I have these Rows:
(key1,Illinois|111|67342|...)
(key1,Illinois|121|67142|...)
(key2,Hawaii|113|67343|...)
(key1,Illinois|211|67442|...)
(key3,Hawaii|153|66343|...)
(key3,Ohio|193|68343|...)
(1) How do I get the unique keys?
(2) How do I get the number of rows PER key (key1 - 3 rows, key2 - 1 row, key 3 - 2 rows... so the output would be: 3,1,2)
(3) How do I get the byte size of rows PER key (5MB,2MB,3MB)
EDIT 1. this is my new code:
val rdd : RDD[(String, Array[String])] = ...
val rdd_res = rdd.groupByKey().map(row => (row._1, row._2.size, byteSize(row._2)))

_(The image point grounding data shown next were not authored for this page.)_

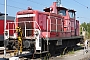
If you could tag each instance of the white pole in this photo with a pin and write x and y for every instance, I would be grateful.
(5, 27)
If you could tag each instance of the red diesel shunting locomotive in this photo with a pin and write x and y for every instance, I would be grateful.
(52, 30)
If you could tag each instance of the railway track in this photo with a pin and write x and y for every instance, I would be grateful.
(7, 51)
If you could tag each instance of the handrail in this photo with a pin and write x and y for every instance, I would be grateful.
(35, 23)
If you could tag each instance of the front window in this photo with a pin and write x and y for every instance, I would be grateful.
(62, 12)
(71, 14)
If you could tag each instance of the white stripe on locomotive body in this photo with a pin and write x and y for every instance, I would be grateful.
(26, 15)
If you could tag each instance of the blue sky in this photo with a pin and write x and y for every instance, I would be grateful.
(16, 5)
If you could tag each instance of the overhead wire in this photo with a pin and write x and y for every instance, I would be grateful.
(81, 4)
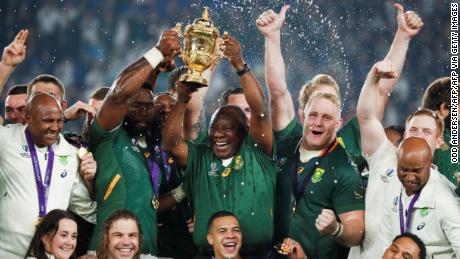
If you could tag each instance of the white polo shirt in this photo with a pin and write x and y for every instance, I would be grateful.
(382, 177)
(435, 217)
(18, 191)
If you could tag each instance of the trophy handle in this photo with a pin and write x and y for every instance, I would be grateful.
(218, 54)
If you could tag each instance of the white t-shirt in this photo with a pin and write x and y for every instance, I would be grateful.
(435, 217)
(382, 177)
(18, 191)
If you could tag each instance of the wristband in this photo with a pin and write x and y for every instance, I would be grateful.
(154, 57)
(338, 231)
(178, 194)
(244, 70)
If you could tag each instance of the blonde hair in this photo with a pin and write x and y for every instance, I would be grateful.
(429, 113)
(311, 86)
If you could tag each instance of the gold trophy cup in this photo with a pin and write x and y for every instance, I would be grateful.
(200, 49)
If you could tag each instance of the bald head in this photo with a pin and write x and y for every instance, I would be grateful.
(44, 119)
(414, 162)
(40, 101)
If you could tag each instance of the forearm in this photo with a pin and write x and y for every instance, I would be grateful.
(397, 55)
(172, 130)
(193, 114)
(130, 80)
(5, 72)
(281, 104)
(353, 233)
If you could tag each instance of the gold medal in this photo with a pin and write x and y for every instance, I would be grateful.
(38, 221)
(155, 202)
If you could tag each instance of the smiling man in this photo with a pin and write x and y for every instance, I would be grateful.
(425, 204)
(234, 170)
(224, 235)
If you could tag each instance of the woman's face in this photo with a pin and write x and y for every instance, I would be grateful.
(63, 243)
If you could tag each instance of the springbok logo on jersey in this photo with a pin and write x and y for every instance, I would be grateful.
(317, 175)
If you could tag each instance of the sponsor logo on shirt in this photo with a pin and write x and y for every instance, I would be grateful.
(317, 175)
(388, 173)
(419, 227)
(214, 168)
(424, 212)
(239, 162)
(63, 160)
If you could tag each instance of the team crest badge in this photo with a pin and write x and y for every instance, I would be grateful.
(63, 160)
(317, 175)
(238, 165)
(340, 140)
(424, 212)
(226, 172)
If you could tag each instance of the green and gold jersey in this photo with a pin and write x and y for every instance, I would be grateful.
(442, 159)
(245, 187)
(123, 181)
(335, 184)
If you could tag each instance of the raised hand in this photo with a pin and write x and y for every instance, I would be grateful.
(409, 22)
(326, 223)
(232, 50)
(269, 22)
(169, 44)
(15, 53)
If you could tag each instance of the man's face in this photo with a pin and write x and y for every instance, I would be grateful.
(45, 123)
(393, 136)
(424, 126)
(49, 88)
(402, 248)
(140, 110)
(413, 172)
(326, 89)
(123, 239)
(240, 101)
(15, 108)
(321, 124)
(163, 106)
(224, 136)
(225, 237)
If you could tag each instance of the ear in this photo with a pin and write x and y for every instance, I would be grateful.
(64, 105)
(444, 110)
(339, 124)
(210, 239)
(301, 114)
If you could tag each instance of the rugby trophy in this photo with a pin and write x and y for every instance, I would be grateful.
(201, 48)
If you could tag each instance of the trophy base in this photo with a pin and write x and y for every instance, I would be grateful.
(194, 80)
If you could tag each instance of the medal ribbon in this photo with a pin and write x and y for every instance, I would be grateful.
(404, 227)
(42, 188)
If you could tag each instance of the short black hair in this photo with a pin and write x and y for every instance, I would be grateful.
(174, 76)
(100, 93)
(219, 214)
(45, 78)
(17, 89)
(224, 96)
(417, 241)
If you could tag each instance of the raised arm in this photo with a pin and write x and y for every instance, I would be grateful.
(409, 24)
(13, 55)
(282, 107)
(372, 132)
(261, 127)
(130, 80)
(172, 139)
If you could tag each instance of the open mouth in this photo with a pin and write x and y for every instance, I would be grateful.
(221, 146)
(230, 247)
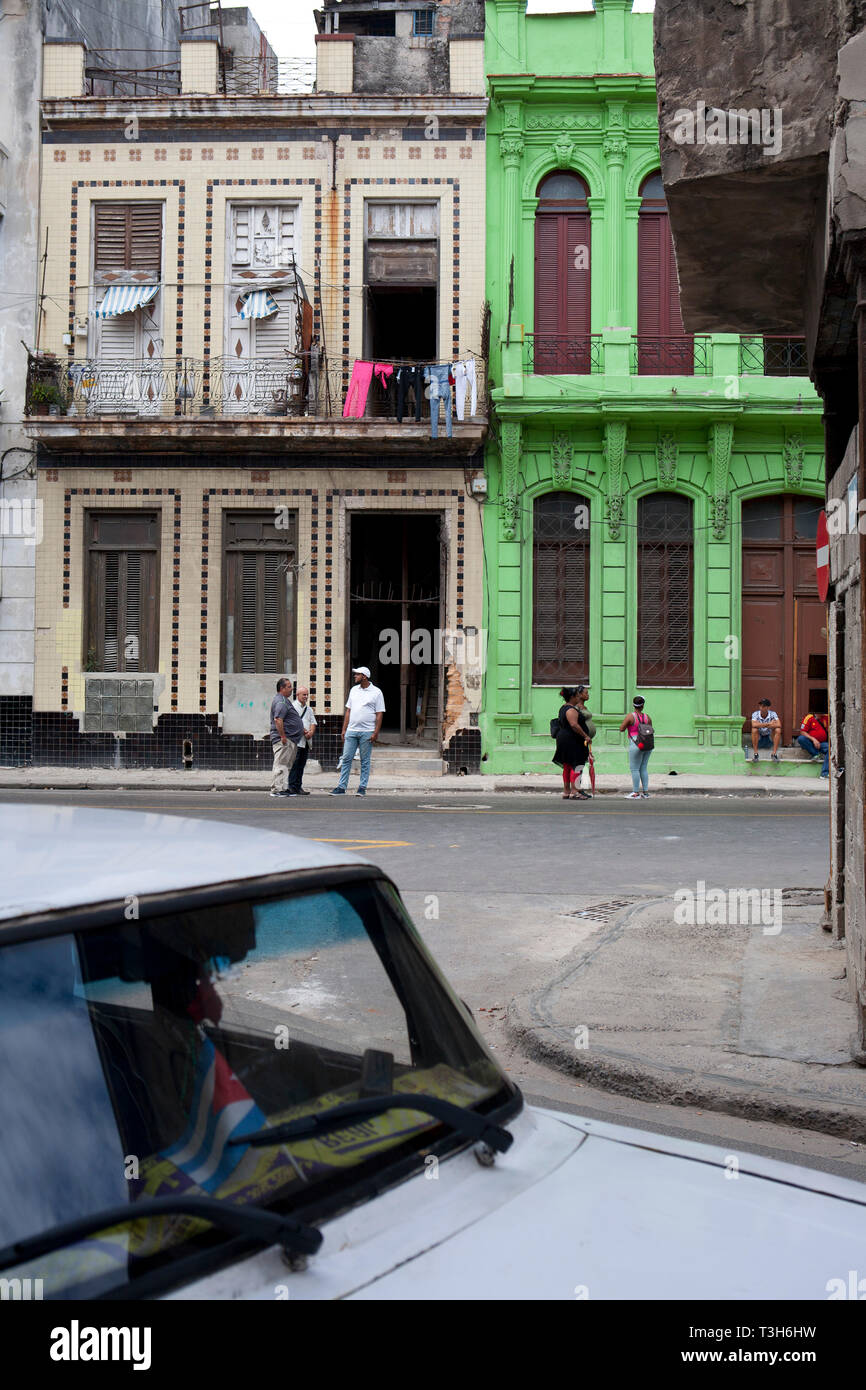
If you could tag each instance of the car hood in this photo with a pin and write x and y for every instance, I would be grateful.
(580, 1209)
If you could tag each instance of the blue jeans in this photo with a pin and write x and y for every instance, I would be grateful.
(350, 742)
(809, 747)
(638, 759)
(439, 391)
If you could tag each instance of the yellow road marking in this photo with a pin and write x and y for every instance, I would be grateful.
(360, 843)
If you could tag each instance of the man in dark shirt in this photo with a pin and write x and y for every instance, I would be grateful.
(287, 729)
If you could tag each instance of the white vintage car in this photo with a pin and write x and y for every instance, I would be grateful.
(231, 1069)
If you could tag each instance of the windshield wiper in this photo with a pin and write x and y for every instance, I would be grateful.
(270, 1228)
(464, 1122)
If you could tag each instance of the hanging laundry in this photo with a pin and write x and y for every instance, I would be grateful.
(439, 391)
(463, 375)
(359, 389)
(409, 378)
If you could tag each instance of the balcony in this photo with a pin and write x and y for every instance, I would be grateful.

val rddKeys = rdd_res.map(row => row._1)
val rddCount = rdd_res.map(row => row._2)
val rddByteSize = rdd_res.map(row => row._3)
How do I implement the byteSize? I want to get the size that will be saved to disk.
EDIT 2.
val rdd_res : RDD[(String, (Int, Int))] = rdd.aggregateByKey((0,0))((accum, value) => (accum._1 + 1, accum._2 + size(value)), (first, second) => (first._1 + second._1, first._2 + second._2))
val rdd_res_keys = rdd_res.map(row=>row._1).collect().mkString(",")
val rdd_res_count = rdd_res.map(row=>row._2).collect().map(_._1).mkString(",")
val rdd_res_bytes = rdd_res.map(row=>row._2).collect().map(_._2).mkString(",")